The expression level of the genes that are mutated in the evolved strains (A–C) Relative abundance of the proteins phosphatidylglycerol lysyltransferase (MprF) (A), CDP-diacylglycerol-glycerol-3-phosphate 3-phosphatidyltransferase (PgsA) (B) and phosphate acetyltransferase (Pta) (C) across the ancestral and evolved strains, measured by label-free quantitative proteomics using spectral counting, where the yaxis is the normalized spectral abundance factor (NSAF) values (mean ± s.d., n = 3). The horizontal dashed line shows the mean expression level of the ancestral strain (without DAP treatment).
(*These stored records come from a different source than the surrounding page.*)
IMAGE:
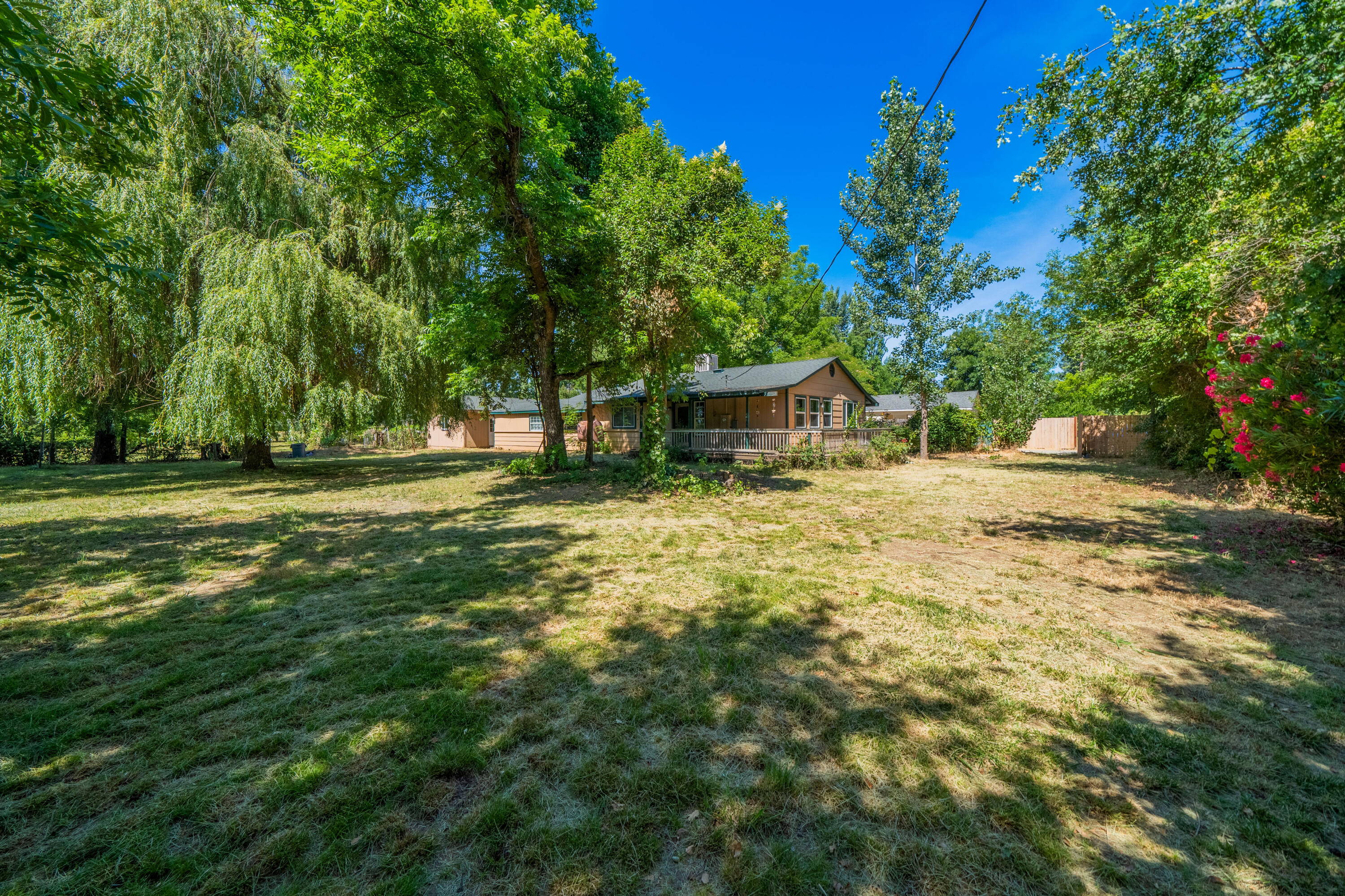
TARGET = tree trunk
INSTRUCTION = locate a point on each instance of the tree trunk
(257, 455)
(588, 417)
(104, 439)
(924, 429)
(654, 457)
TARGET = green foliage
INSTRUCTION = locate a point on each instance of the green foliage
(1017, 378)
(684, 230)
(795, 316)
(1281, 398)
(1207, 151)
(906, 271)
(61, 105)
(950, 428)
(499, 131)
(965, 370)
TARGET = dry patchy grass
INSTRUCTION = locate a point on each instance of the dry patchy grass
(408, 675)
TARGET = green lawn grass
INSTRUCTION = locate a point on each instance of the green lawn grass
(411, 675)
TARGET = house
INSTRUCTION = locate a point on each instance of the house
(797, 397)
(899, 408)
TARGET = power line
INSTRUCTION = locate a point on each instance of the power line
(892, 158)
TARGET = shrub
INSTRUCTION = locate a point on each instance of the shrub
(950, 429)
(1282, 407)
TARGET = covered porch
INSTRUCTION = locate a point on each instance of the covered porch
(750, 444)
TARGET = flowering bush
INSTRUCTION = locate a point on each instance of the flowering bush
(1282, 407)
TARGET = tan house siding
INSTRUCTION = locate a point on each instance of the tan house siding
(838, 388)
(512, 433)
(474, 433)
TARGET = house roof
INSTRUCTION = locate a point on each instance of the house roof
(965, 400)
(755, 378)
(727, 381)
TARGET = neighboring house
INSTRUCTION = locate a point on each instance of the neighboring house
(795, 394)
(899, 408)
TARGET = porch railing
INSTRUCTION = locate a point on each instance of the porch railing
(763, 440)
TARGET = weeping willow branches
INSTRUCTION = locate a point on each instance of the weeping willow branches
(276, 335)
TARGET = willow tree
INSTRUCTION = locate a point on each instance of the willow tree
(493, 117)
(318, 273)
(907, 272)
(682, 232)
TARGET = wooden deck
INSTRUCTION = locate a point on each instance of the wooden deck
(750, 444)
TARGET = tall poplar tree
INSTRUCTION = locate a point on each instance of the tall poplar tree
(682, 230)
(907, 272)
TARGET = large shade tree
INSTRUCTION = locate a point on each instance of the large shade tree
(682, 230)
(280, 287)
(493, 117)
(902, 214)
(1206, 148)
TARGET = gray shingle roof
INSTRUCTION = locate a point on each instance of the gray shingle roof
(727, 381)
(755, 377)
(963, 400)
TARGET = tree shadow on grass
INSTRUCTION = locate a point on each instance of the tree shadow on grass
(436, 703)
(290, 477)
(751, 745)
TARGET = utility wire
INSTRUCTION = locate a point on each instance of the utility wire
(892, 158)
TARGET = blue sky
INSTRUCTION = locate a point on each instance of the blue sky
(794, 89)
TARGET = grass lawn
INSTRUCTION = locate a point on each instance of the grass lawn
(409, 675)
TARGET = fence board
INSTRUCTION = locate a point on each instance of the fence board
(1113, 435)
(1055, 433)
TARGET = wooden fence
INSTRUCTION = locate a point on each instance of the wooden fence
(716, 442)
(1113, 435)
(1055, 433)
(1094, 435)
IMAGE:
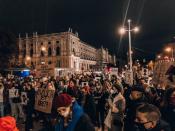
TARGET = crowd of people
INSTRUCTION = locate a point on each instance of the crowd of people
(89, 102)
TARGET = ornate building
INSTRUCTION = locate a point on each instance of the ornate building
(44, 53)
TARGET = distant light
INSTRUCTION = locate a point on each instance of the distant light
(158, 56)
(122, 31)
(43, 48)
(129, 20)
(166, 57)
(136, 29)
(28, 58)
(168, 49)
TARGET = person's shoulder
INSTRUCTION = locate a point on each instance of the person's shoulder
(164, 126)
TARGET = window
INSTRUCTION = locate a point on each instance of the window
(49, 51)
(58, 51)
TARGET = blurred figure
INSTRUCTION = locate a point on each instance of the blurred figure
(71, 115)
(135, 99)
(88, 104)
(148, 118)
(8, 123)
(168, 109)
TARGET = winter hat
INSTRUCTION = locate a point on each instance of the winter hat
(8, 123)
(63, 100)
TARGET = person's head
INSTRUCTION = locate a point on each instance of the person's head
(147, 116)
(85, 90)
(107, 85)
(72, 83)
(118, 88)
(142, 81)
(170, 97)
(63, 103)
(1, 86)
(136, 92)
(8, 123)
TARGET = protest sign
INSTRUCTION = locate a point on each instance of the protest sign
(43, 100)
(13, 93)
(24, 98)
(1, 95)
(114, 71)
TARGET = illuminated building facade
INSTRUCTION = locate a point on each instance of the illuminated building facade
(60, 50)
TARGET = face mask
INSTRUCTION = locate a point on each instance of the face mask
(147, 89)
(65, 114)
(172, 101)
(140, 126)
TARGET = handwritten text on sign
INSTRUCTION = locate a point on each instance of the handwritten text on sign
(43, 100)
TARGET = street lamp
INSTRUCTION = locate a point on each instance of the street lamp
(122, 31)
(169, 49)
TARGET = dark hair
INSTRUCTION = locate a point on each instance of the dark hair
(73, 80)
(152, 112)
(167, 96)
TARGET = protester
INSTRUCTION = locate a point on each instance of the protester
(117, 107)
(72, 117)
(8, 123)
(148, 117)
(88, 104)
(168, 109)
(135, 99)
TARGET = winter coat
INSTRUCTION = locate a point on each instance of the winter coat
(80, 121)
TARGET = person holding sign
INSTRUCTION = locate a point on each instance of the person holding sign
(71, 115)
(1, 100)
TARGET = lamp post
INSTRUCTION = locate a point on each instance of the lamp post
(169, 49)
(130, 62)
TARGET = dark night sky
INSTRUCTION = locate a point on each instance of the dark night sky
(95, 20)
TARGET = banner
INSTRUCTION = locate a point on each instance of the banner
(114, 71)
(43, 100)
(24, 98)
(1, 95)
(128, 77)
(13, 93)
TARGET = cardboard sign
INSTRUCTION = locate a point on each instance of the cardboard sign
(13, 93)
(24, 98)
(97, 78)
(84, 84)
(114, 71)
(1, 95)
(128, 77)
(43, 100)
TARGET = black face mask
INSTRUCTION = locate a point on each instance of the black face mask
(141, 127)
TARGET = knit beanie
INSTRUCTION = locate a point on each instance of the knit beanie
(63, 100)
(8, 123)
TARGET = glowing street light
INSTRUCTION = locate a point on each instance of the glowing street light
(169, 49)
(43, 48)
(159, 56)
(122, 31)
(28, 58)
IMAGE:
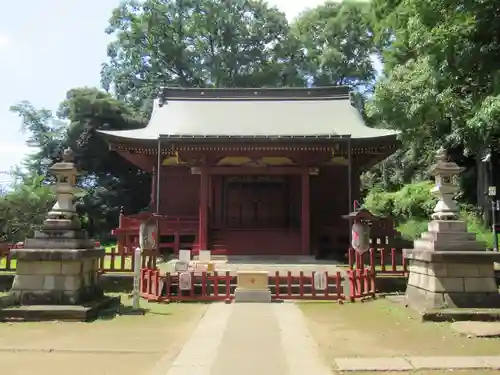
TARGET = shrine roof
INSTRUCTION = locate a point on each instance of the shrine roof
(263, 113)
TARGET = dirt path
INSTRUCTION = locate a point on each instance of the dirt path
(384, 329)
(125, 345)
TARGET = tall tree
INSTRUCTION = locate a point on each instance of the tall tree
(199, 43)
(337, 41)
(442, 88)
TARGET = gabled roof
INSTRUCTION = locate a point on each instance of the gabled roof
(187, 113)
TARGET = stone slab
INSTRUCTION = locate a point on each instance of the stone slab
(252, 279)
(37, 313)
(373, 364)
(447, 363)
(477, 329)
(452, 315)
(252, 295)
(493, 362)
(56, 254)
(482, 256)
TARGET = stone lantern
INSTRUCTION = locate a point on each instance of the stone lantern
(60, 265)
(448, 267)
(445, 174)
(63, 214)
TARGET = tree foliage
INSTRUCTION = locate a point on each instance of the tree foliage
(439, 85)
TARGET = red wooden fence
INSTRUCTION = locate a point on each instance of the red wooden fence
(111, 261)
(220, 287)
(381, 261)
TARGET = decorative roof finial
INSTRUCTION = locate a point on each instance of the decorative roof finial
(68, 155)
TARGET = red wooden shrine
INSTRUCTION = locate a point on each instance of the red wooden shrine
(252, 171)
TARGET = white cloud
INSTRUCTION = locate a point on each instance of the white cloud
(4, 40)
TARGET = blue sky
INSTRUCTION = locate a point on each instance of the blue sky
(50, 46)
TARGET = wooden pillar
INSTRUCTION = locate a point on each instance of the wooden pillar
(305, 212)
(153, 189)
(203, 217)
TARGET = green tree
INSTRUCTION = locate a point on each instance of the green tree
(200, 43)
(23, 208)
(441, 82)
(337, 40)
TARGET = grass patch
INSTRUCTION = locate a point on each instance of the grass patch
(423, 372)
(125, 344)
(109, 262)
(382, 329)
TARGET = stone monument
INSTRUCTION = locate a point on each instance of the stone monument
(448, 267)
(252, 286)
(60, 265)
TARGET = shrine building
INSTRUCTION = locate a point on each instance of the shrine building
(267, 171)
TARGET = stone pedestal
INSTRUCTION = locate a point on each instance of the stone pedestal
(252, 287)
(450, 269)
(56, 276)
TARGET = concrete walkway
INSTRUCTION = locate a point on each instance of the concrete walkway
(272, 339)
(248, 339)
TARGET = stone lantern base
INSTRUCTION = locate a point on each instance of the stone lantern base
(450, 269)
(56, 276)
(56, 284)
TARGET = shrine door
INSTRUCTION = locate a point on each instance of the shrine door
(256, 204)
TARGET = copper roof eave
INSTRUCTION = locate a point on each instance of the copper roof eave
(392, 138)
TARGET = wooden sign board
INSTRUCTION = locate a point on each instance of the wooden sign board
(320, 281)
(185, 256)
(360, 237)
(185, 281)
(181, 266)
(205, 256)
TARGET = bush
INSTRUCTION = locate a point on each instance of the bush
(413, 201)
(412, 206)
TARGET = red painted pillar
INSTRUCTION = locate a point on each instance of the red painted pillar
(153, 190)
(203, 230)
(305, 211)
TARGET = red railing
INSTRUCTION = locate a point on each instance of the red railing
(380, 261)
(303, 287)
(220, 287)
(361, 284)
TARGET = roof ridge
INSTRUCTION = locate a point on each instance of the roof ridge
(263, 93)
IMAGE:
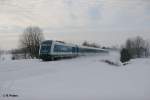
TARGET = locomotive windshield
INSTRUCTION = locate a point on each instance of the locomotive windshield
(46, 47)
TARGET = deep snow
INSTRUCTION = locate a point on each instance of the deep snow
(82, 78)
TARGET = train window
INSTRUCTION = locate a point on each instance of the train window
(61, 48)
(45, 47)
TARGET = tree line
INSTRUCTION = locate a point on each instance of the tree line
(135, 48)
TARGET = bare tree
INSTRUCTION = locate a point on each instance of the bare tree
(137, 47)
(30, 41)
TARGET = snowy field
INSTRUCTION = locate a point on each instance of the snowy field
(82, 78)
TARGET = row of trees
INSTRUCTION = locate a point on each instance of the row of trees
(29, 43)
(135, 48)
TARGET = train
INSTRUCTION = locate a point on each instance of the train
(52, 50)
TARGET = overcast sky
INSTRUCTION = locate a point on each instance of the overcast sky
(107, 22)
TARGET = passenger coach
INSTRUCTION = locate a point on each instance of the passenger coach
(51, 50)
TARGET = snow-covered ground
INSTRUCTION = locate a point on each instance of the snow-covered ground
(82, 78)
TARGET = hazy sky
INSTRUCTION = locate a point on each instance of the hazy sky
(107, 22)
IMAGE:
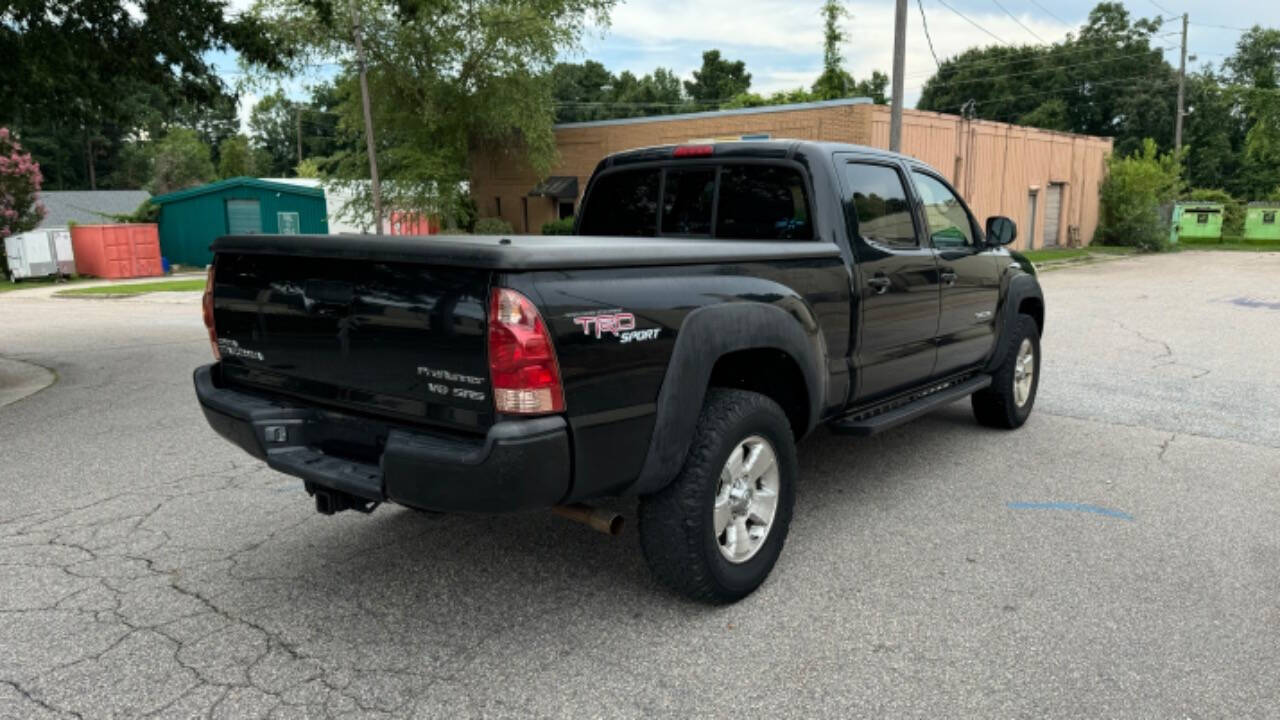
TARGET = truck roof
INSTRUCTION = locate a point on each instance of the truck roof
(781, 147)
Asterisks indicate zero NSAF value (not detected by the mass spectrometer). d, e, Fold changes of the gene expression of pgsA (D) and pta (E) across the evolved strains as compared to the ancestral, measured by RT-qPCR (mean ± s.d., n = 3).

Figure 7

Evolved strains possessed cell membrane and other cell wall-related modifications (A and B) Induced autolysis assay in the ancestral, S1D14, S2D14, and S3D14 strains. Cells were treated with 0.05% Triton X-100 (a) or 1000 ng/mL lysostaphin (B) and incubated at 37°C. Autolysis was measured by monitoring the decrease in OD₆₀₀ over time (mean ± s.d., n = 3). (C) Killing assay of the WT ancestral population and DAP-tolerant S1D14 evolved strain with VAN (30 μg/mL) (mean ± s.d., n = 3). (D) MIC test toward VAN carried out using disc diffusion antibiotic sensitivity testing. The text on the lower right corner marks the diameter of the zone of inhibitions.